[Nottingham] Optimising btrfs for an SSD

[Martin]

Folks,

OK... So I have an SSD that has:

Erase block size: 2MByte
Physical to logical translation unit size: 2 pages (16kByte)
Page size: 8kBytes

So...

My reading so far suggests to ensure that partitions are on 2MByte boundaries.

For formatting, mkfs.btrfs offers the parameters:

       -l, --leafsize size
              Specify the leaf size, the least data item in which
btrfs stores data. The default value is the page size.

       -n, --nodesize size
              Specify the nodesize. By default the value is set to the pagesize.

       -s, --sectorsize size
              Specify the sectorsize, the minimum block allocation.



Note that the pagesize for x86 Linux systems (PCs) is 4kBytes.

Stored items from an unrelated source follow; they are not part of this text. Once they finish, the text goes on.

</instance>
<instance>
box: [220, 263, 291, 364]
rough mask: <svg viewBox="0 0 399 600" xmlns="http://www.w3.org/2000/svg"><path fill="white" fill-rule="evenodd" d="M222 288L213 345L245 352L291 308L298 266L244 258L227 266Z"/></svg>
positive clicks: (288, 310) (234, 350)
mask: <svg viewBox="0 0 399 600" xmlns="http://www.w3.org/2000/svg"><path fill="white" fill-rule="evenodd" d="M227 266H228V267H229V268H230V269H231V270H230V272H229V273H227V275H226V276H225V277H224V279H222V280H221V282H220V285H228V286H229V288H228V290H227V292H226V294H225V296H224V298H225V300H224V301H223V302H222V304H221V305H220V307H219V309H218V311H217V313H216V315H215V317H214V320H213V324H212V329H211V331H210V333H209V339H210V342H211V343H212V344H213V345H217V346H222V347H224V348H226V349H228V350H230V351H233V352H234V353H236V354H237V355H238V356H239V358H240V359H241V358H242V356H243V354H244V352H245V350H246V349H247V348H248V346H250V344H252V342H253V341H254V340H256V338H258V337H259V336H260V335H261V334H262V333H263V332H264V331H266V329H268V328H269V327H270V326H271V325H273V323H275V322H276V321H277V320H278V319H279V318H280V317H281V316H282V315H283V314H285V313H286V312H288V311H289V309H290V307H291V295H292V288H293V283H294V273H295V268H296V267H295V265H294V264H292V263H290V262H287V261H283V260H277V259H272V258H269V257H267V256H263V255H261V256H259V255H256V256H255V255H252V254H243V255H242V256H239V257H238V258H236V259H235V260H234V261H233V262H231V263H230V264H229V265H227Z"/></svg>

For SSDs, the pagesize is the smallest unit writeable to the
underlying storage. Anything smaller, or anything misaligned away from
a page boundary, will require a read-modify-write operation to write a
complete page. Pages can be erased for new data only for an entire
erase block at a time (2MBytes). To write new/modified data, a new
page that is already erased must be allocated, the new data written
there, and the physical-to-logical map updated to 'slot' the newly
used page back into the 'right place'.

A complication is that for this SSD, the physical to logical mapping
only works down to chunks of two pages at a time, 16kBytes.

Also, what does btrfs do with the "sectorsize" parameter exactly?


So...

Should I use:

mkfs.btrfs -L my_new_ssd -l 8192 -n 8192 -s 8192 /dev/sdX

to force btrfs to align with the SSD pagesize?

Or:

mkfs.btrfs -L my_new_ssd -l 16384 -n 16384 -s 16384 /dev/sdX

to align with the physical-to-logical mapping unit size?

Or something else?


Opinions and reasons on an email to the list please!

Cheers,
Martin